5 Keys From Microsoft's Q4 Financials
Big Quarter For Redmond
Microsoft capped its 2017 fiscal year with strong financial results for the fourth quarter, which ended June 30. Revenue rose 13 percent, to $23.31 billion, over the same quarter a year earlier, while profits surged. Fiscal 2017 was "a tremendous year of customer momentum, with cloud, AI and digital transformation," CEO Satya Nadella said during the company's earnings call Thursday. The Redmond, Wash.-based software giant announced the results a week after holding its Inspire partner conference, where the company unveiled a flood of enhancements to how it will work with channel partners.

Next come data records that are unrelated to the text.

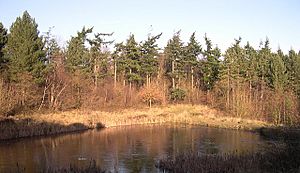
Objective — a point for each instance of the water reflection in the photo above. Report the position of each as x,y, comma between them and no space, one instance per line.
124,149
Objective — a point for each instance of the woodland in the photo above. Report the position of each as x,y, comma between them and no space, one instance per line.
94,72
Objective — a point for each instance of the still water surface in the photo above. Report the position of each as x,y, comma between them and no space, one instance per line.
124,149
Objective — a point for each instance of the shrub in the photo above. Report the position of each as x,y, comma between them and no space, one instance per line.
178,94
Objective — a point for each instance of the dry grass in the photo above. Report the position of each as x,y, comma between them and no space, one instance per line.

Click through to read about five of the notable and surprising revelations from Microsoft's fiscal Q4 results.
Azure Steps Up The Pace
We already knew that Microsoft's Azure cloud platform has been the fastest growing offering in the company's portfolio. But Azure sales accelerated even further in Microsoft's fiscal fourth quarter, with year-over-year growth of 97 percent. That was even better than its fiscal third quarter, when Azure soared 93 percent year over year.
The fiscal Q4 Azure results helped propel Microsoft's intelligent cloud segment to 11 percent growth, to $7.4 billion, from the same period in 2016.
Office 365 Surpassed Traditional Office Licensing
One milestone from Microsoft's fiscal Q4: For the first time, Office 365 revenue surpassed that of its traditional Office licensing business. Office 365 commercial revenue rose 43 percent year over year during the quarter, while revenue from traditional commercial Office licenses fell 17 percent.
Office 365 was a main factor in giving Microsoft's productivity and business processes segment its strongest growth in Q4, with sales jumping 21 percent to $8.4 billion. Dynamics 365 revenue also helped boost the segment, with revenue jumping 74 percent during the quarter.
LinkedIn Surpassed $1B In Revenue
A second milestone for Microsoft during Q4 was that LinkedIn — which Microsoft bought last year for $26.2 — passed the $1 billion revenue mark for the first time in a fiscal quarter. Microsoft disclosed that LinkedIn revenue came in at $1.06 billion in Q4, representing 9.2 percent growth from the fiscal third quarter's results of $975 million. The LinkedIn acquisition closed Dec. 8, making this just the second time that Microsoft has been able to count a full quarter of financial results from the social media site used chiefly by professionals. LinkedIn's revenue growth also contributed to the strong results from Microsoft's productivity and business processes segment.
Surface Results Improved
For Microsoft's fiscal third quarter, which ended March 31, Nadella said that "Surface results fell short of expectations" as sales plunged 26 percent from a year earlier. Surface didn't return to growth during the fiscal fourth quarter, although its revenue declined by only 2 percent. Microsoft attributed the results to the timing of Surface product transitions; the Surface Pro line was last updated in the fall of 2015, before Microsoft released a new Surface Pro tablet in June. Therefore, only a small portion of the sales were counted in the fourth-quarter results. Microsoft also debuted the Surface Laptop in June, and during the company's earnings call Thursday, CFO Amy Hood said Microsoft has seen "early positive signals" from the launch of the Surface Laptop.
Profits Surged In Q4
While revenue rose 13 percent year over year during the fiscal fourth quarter, profits climbed by a substantially higher percentage. Microsoft reported that net income more than doubled, rising to $6.51 billion, or 83 cents per share, compared with $3.1 billion, or 39 cents per share, in the fiscal fourth quarter of 2016.